Victor F. Zonana was the deputy assistant secretary for public affairs in the U.S. Department of Health and Human Services under Secretary Donna Shalala and President Bill Clinton. Before that, he was a special staff writer with the Los Angeles Times, covering business, economics, insurance, banking and health care issues, and was a staff writer for The Wall Street Journal. Zonana, who is gay, did "some of the most incisive AIDS reporting in the country and has written noteworthy pieces about the gay community."

Zonana won the John Hancock Award for Excellence in Journalism and the Gay and Lesbian Alliance Against Defamation media award. He was nominated for the Pulitzer Prize for Public Service. Zonana is a co-founder of the National Lesbian and Gay Journalists Association.
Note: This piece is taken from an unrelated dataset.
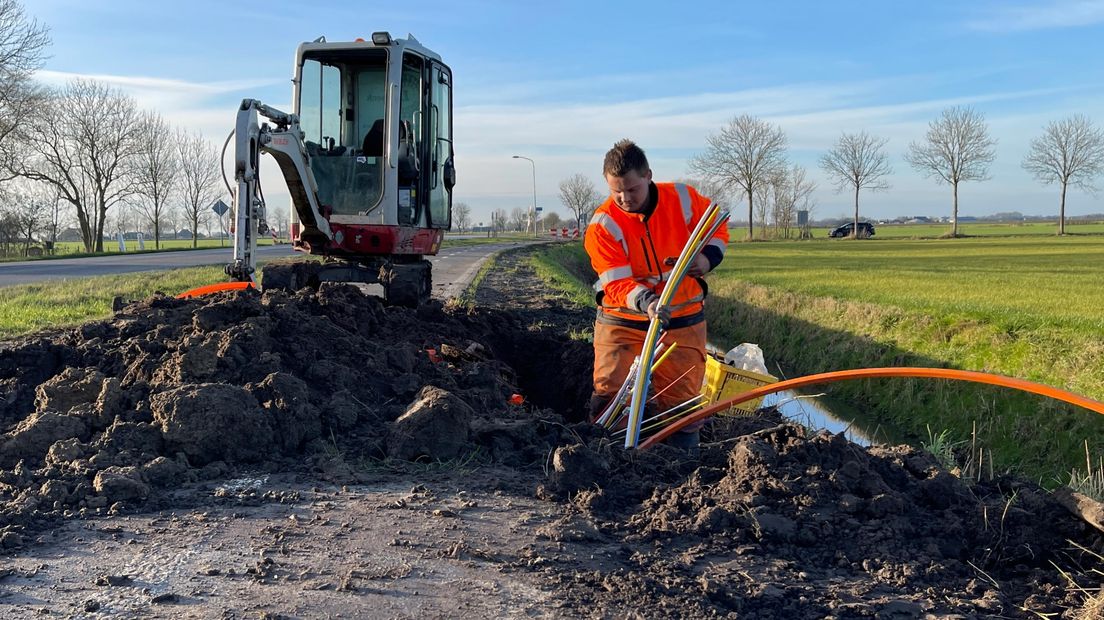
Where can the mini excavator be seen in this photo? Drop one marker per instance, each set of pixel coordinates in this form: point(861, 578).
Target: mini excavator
point(368, 158)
In 2002, Zonana co-founded Global Health Strategies globalhealthstrategies.com, a communications and advocacy firm. In 2015 Zonana sold most of his interest in the firm to the firm's co-founder, David Gold. Gold became CEO and Zonana was named chair."David Gold: Chief Executive Officer"

In 2019, he was named a Sir Edmund Hillary Fellow and shortly thereafter co-founded Global Health New Zealand.

He is a graduate of Dartmouth College and lives in New York City.